The crow was clearly its own master. It walked up Lobkowitz's arm, sat on his shoulder and turned a beady eye on me.

Lobkowitz's manner revealed that he had held little hope of our success. I laughed at him. I told him I was not pleased with my fate. He admitted that overall he believed we had been dealt a pretty poor hand in this game. "But we made the best use of the cards and that's the secret, eh? That's the difference, dear count! " Fondling the proud bird affectionately and murmuring to it, he obviously greeted a pet he had thought lost. I suspect, too, that he was halfmad with disbelief at his own successful quest. Even now I could tell he was torn between greeting the bird and craning for another glimpse of the golden pyramid city. I understood his feelings. I, too, was torn between fascination with this new addition to our party and peering through the swirling clouds for another view of the fortress, but the clouds now made it impossible to see more than a few feet ahead.

It was dark before we decided to stop in a small, natural meadow. We drew the big cloak over a little shelter in the form of tough bushes rooted into the mountainside and were thankfully able to light a small fire. It was the most comfortable we had been for some time. Even Lobkowitz's pet crow, roosting in the upper parts of a bush, seemed content. I, of course, immediately wanted Lobkowitz to tell me whatever new details it was possible for him to reveal. Anything which would not affect the course of our time-paths.

There was very little, he apologized. He did not think we had much further to go. He frowned at his bird, as if he hoped it would provide him with advice, but the creature was apparently asleep on its perch.

Lobkowitz was awkwardly cautious, perhaps fearing that we were now so close to our goal that he dare not risk losing it.
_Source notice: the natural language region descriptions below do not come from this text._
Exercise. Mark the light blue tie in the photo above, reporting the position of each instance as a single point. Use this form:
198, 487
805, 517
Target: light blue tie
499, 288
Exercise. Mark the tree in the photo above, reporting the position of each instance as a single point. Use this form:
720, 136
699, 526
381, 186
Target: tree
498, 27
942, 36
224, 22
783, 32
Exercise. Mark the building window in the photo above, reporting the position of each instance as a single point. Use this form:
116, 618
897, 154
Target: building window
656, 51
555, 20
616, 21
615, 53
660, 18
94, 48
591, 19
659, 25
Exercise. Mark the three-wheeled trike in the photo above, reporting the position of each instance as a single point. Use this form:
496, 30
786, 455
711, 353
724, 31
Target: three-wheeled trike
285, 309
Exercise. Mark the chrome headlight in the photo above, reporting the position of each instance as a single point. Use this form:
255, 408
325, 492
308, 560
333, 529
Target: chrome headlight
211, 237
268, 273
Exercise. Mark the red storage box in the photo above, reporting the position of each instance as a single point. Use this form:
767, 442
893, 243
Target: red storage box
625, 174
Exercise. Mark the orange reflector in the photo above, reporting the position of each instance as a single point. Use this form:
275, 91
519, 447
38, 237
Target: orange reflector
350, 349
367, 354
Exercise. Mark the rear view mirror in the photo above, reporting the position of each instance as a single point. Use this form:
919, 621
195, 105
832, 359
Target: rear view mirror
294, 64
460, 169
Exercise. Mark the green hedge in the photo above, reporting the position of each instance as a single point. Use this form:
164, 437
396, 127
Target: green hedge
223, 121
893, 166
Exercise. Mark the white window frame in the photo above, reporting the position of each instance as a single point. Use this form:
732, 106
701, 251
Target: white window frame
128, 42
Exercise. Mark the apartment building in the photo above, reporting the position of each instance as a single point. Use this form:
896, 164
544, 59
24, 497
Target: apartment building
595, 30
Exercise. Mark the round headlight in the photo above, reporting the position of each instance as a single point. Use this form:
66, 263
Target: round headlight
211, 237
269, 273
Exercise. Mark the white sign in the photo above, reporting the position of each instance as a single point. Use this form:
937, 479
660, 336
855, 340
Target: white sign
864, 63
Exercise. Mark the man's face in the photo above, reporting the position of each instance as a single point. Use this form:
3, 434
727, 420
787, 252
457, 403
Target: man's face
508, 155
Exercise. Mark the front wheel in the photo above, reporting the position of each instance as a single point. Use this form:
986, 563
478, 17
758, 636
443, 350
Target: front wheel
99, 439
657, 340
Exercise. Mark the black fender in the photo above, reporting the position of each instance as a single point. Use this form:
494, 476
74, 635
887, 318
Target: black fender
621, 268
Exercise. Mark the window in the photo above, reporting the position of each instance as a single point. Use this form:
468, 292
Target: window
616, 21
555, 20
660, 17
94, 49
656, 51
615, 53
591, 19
A pull or two on one of his numerous clay pipes, however, calmed his spirits, and he looked out with some pleasure at the dark red and deeper blue of the twilight mountains, at the clearing sky and the hard stars glittering there. "I once wandered worlds which were almost entirely the reflection of my own moods, " he said. "A kind of Heathcliffian ecstasy, you might say."
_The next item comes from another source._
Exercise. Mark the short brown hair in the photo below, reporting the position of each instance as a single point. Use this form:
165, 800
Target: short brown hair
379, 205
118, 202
He seemed emboldened and continued on more freely. "Our business is with the fundamentals of life itself, " he told me. "You already know of the Grey Fees, the 'grey wire' which is the basic stuff of the multiverse and which responds, often in unexpected forms, to the human will. This is the nourishment of the multi-verse, which in turn is also nourished by our thoughts and dreams. One kind of life sustains another. Mutuality is the first rule of existence, and mutability is the second."
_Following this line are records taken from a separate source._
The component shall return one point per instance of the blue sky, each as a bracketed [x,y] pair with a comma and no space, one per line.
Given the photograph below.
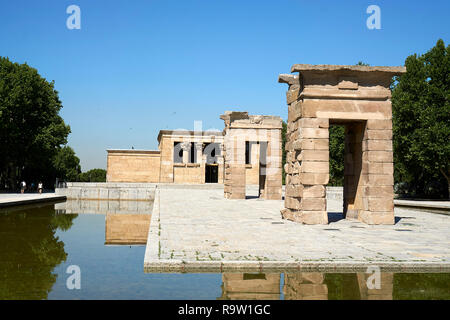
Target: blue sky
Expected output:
[137,67]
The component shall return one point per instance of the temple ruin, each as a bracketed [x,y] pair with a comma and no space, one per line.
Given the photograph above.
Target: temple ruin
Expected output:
[357,97]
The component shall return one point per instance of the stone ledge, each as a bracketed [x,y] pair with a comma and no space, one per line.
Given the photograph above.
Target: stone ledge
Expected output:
[179,266]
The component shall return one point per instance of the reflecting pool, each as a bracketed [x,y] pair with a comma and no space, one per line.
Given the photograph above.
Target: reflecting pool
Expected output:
[38,244]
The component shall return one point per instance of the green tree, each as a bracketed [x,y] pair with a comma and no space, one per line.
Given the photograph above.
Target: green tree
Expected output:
[31,129]
[421,123]
[94,175]
[67,164]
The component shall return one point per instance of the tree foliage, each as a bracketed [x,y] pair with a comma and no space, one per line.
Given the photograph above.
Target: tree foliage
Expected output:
[67,164]
[421,123]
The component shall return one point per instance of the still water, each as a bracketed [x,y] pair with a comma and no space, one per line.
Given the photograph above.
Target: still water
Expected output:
[38,244]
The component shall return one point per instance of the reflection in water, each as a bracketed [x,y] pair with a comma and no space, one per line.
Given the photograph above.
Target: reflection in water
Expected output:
[129,229]
[105,207]
[29,251]
[334,286]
"I have not the brains, I fear, to grasp everything you tell me."

I was polite, interested. "My attention is elsewhere. Essentially I need to know if we are close to rescuing Oona."

"With considerable luck, more courage and any other advantages we can find, I would say that by tomorrow we shall stand on the Shining Path which crosses to the island of Kakatanawa. Three more have come together. Three by three and three by three, we shall seek the Skrayling Tree, ha, ha. This is strong sorcery, Cousin Ulric. All threes and nines. That means that every three must come together and every nine must come together to link and form a force powerful enough to restore the Balance. There is much to overcome before you will see the interior of the Golden City."

Our fire sustained us through the night, and in the morning ours was the only patch of green in a landscape covered by a light snow. We packed our gear with care and secured everything thoroughly, for we knew the dangers of slipping on that uneven trail.

The wind came back before noon and blustered at us from every angle, as if trying to uproot us from our uneasy balance on the mountain face and hurl us into valleys now entirely obscured by thick, pale cloud. We kept our gloved fingers tight in the cracks of the rock face and took no chances, advancing step by careful step.

At last we were climbing down, moving into a long valley which opened onto the lakeside. In contrast to the frozen water, the valley was green, untouched by the snow on the upper flanks. It felt distinctly warmer as we reached the shelter of pleasant autumn trees.

Lobkowitz's face was now a stark mask as he kept his eye upon the gap in the hills through which we could sense the glittering golden pyramid.